Background: Adjuvant nitrosourea chemotherapy fails to prolong survival significantly as many tumors demonstrate resistance to these drugs. It has been documented in cell lines that O6-methylguanine DNA methyltransferase (MGMT) plays an important role in chloroethylnitrosourea (CENU) drug resistance.
Methods: We evaluated MGMT expression in 22 glioma specimens by using an immunofluorescence assay and compared the results with clinical responses of the patients to CENU-based chemotherapy.
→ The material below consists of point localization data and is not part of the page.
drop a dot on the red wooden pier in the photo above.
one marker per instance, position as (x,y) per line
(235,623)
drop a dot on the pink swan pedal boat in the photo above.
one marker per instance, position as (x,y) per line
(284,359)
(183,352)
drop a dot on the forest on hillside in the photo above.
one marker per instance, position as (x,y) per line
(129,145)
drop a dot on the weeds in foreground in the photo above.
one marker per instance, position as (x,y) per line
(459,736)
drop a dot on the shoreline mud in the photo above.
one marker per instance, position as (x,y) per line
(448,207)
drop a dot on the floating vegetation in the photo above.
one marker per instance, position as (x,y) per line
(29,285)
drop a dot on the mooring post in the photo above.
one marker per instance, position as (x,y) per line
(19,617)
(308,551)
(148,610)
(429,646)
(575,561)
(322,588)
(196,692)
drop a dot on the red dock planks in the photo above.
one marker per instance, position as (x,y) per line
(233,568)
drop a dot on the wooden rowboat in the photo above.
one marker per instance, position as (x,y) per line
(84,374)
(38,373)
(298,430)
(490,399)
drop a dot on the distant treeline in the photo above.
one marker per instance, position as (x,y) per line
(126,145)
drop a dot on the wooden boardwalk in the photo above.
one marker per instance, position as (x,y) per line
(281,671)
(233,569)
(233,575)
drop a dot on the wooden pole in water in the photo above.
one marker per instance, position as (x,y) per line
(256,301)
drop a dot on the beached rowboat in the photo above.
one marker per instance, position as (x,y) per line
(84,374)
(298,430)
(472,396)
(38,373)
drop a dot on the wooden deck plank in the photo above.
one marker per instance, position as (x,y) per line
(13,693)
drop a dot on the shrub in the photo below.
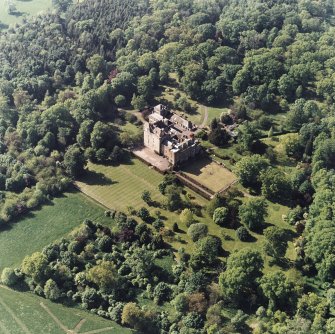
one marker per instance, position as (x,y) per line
(220,216)
(162,292)
(8,277)
(242,233)
(186,217)
(197,231)
(51,290)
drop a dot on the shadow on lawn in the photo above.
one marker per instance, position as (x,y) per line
(95,178)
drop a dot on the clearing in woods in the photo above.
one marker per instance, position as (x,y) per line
(41,227)
(120,186)
(25,313)
(23,9)
(210,174)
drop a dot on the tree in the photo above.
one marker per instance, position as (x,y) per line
(104,275)
(215,203)
(249,168)
(74,161)
(197,231)
(221,216)
(253,213)
(103,136)
(161,292)
(180,303)
(138,102)
(275,244)
(144,214)
(239,282)
(243,234)
(146,196)
(238,320)
(280,292)
(35,266)
(205,253)
(275,185)
(8,277)
(219,136)
(96,64)
(62,5)
(51,290)
(247,135)
(132,316)
(186,217)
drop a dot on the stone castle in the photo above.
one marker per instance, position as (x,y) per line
(170,136)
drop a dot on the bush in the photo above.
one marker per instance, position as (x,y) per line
(162,292)
(220,216)
(8,277)
(197,231)
(193,320)
(51,290)
(242,233)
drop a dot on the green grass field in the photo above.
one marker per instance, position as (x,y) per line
(25,313)
(117,187)
(121,186)
(24,8)
(210,174)
(41,227)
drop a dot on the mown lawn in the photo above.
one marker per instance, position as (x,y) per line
(118,187)
(41,227)
(210,174)
(122,186)
(24,8)
(22,312)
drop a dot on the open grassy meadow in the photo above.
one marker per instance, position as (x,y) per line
(121,186)
(23,8)
(117,187)
(210,174)
(25,313)
(41,227)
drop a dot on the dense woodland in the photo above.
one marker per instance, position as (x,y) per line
(65,74)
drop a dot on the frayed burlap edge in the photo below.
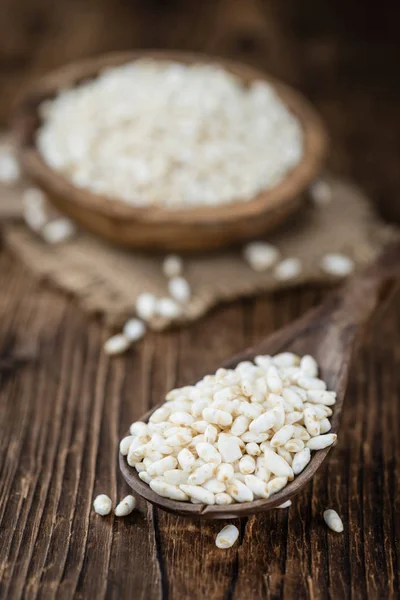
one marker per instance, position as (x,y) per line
(106,280)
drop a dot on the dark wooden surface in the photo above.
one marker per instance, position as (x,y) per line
(63,404)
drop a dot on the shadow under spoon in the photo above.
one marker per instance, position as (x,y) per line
(329,333)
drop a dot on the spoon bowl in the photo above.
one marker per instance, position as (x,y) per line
(329,333)
(157,228)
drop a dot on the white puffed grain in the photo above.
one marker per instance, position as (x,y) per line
(125,443)
(288,269)
(214,485)
(217,416)
(239,490)
(160,414)
(198,493)
(294,445)
(301,460)
(175,476)
(211,434)
(144,476)
(263,423)
(321,441)
(276,464)
(260,255)
(172,266)
(333,520)
(285,504)
(309,366)
(159,466)
(208,453)
(311,422)
(102,505)
(223,498)
(253,449)
(282,436)
(167,490)
(321,397)
(181,418)
(202,474)
(125,507)
(276,484)
(227,537)
(337,265)
(247,464)
(138,428)
(186,459)
(229,449)
(179,289)
(225,472)
(324,426)
(257,486)
(168,308)
(57,231)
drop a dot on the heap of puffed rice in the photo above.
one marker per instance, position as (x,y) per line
(164,133)
(237,435)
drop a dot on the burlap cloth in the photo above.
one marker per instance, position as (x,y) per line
(106,280)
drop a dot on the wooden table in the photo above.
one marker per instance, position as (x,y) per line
(64,404)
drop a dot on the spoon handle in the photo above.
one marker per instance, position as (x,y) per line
(367,292)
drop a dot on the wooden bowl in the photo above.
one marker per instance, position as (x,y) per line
(160,228)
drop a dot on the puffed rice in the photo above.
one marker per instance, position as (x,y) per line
(58,231)
(288,269)
(179,289)
(285,504)
(168,308)
(200,447)
(102,505)
(338,265)
(147,134)
(125,507)
(333,520)
(260,255)
(172,266)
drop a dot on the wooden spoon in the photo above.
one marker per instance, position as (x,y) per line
(157,228)
(329,333)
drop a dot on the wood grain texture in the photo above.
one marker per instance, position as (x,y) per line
(155,227)
(64,406)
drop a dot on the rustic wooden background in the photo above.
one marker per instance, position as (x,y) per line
(64,405)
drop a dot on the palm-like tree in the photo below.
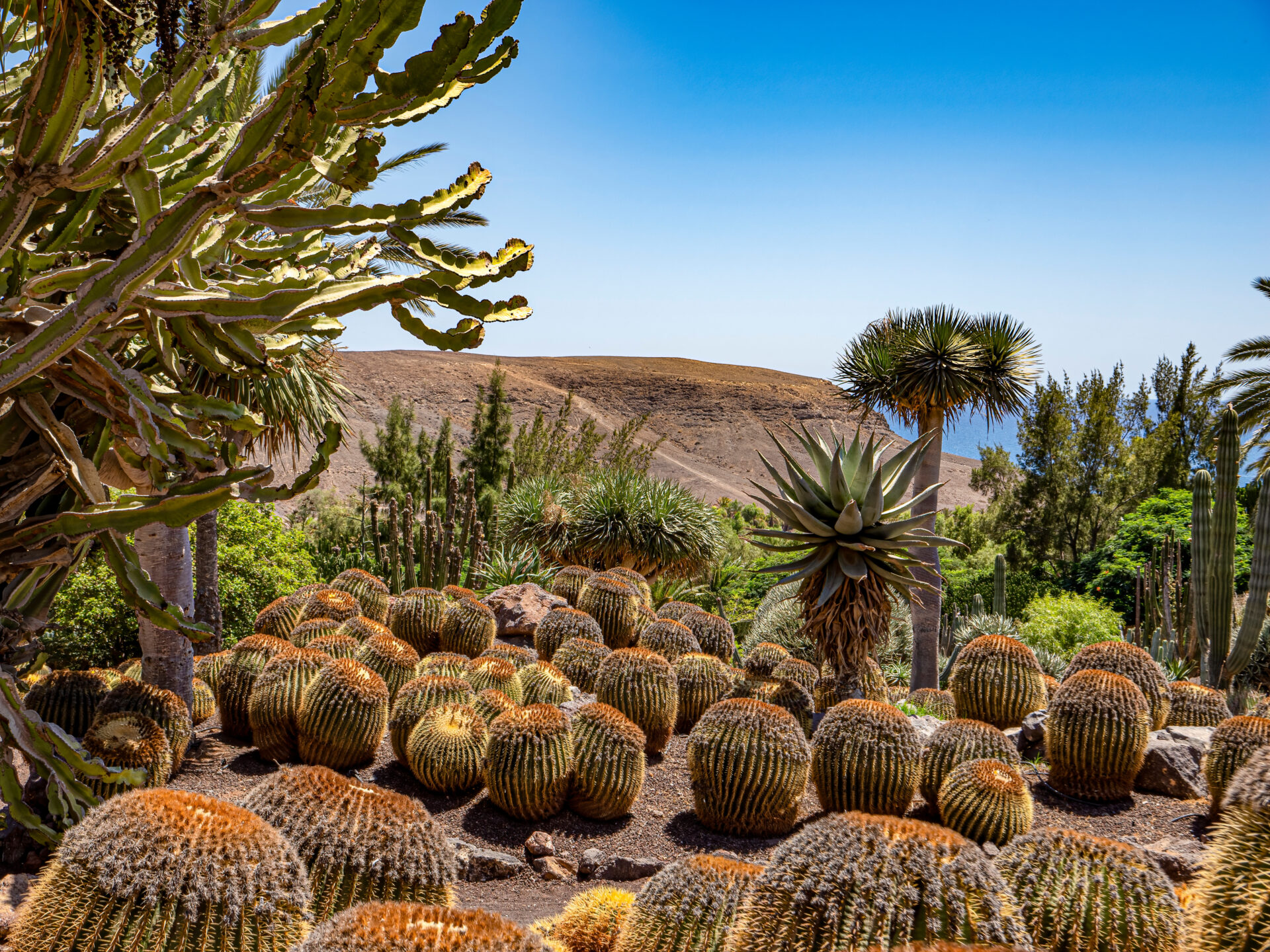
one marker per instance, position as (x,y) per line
(927,367)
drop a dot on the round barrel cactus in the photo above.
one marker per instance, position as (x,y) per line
(468,629)
(529,761)
(748,762)
(224,879)
(956,742)
(987,801)
(999,681)
(343,716)
(865,757)
(609,762)
(444,750)
(642,686)
(1086,892)
(360,842)
(1096,735)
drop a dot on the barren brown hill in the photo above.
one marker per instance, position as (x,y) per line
(713,415)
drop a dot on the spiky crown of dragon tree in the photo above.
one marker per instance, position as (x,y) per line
(847,520)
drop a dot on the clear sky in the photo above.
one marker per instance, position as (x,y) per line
(752,183)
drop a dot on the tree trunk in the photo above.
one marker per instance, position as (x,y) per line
(926,615)
(207,598)
(168,656)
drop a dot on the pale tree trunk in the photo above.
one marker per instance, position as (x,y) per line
(168,656)
(207,598)
(926,616)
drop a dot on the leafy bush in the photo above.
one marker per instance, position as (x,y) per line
(1064,622)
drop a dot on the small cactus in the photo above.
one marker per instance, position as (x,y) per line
(1096,735)
(529,761)
(865,757)
(1076,891)
(642,686)
(360,842)
(748,762)
(468,629)
(446,748)
(997,680)
(987,801)
(609,762)
(579,660)
(343,716)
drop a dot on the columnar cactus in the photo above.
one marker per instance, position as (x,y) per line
(579,660)
(997,680)
(687,906)
(956,742)
(360,842)
(1076,891)
(239,673)
(446,748)
(343,716)
(67,698)
(127,739)
(222,879)
(1232,744)
(642,686)
(1195,705)
(371,593)
(529,761)
(851,881)
(1096,735)
(865,757)
(987,801)
(609,762)
(276,698)
(1133,663)
(468,629)
(748,762)
(559,626)
(615,606)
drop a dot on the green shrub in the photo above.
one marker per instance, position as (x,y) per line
(1066,622)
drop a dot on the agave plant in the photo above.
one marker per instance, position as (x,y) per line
(849,520)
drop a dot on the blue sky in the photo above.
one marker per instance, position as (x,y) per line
(752,183)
Results: Eight tumor samples had no detectable MGMT, whereas other samples had from 9,989 to 982,401 molecules/nucleus. In one group (12 patients), the tumor decreased in size or was stable (effective group), whereas in the other group (10 patients), the tumor demonstrated continuous growth during chemotherapy (progressive group). The Mer- patients (MGMT < 60,000 molecules/nucleus) appeared to have more chance of stable disease or response to CENU therapy than the Mer+ patients (MGMT > 60,000 molecules/nucleus) (X2 = 4.791, p = 0.0286). In patients with glioblastomas multiforme (GBMs), the median time to progression (TTP) of Mer+ patient was shorter than that of Mer- patient (t = 2.04, p = 0.049). As a corollary, the MGMT levels were significantly higher in GBM tumors from the progressive group than those from the effective group (t = 2.26, p = 0.029). However, there was no significant correlation between MGMT levels and either the survival time (r = 0.04, p = 0.8595) or TTP (r = 0.107, p = 0.6444).
Conclusion: This study suggests that being MGMT positive is indicative of a more aggressive disease that progresses more rapidly with CENU therapy. However, MGMT negative tumors are not always sensitive to CENU agents, suggesting that other factors are also important.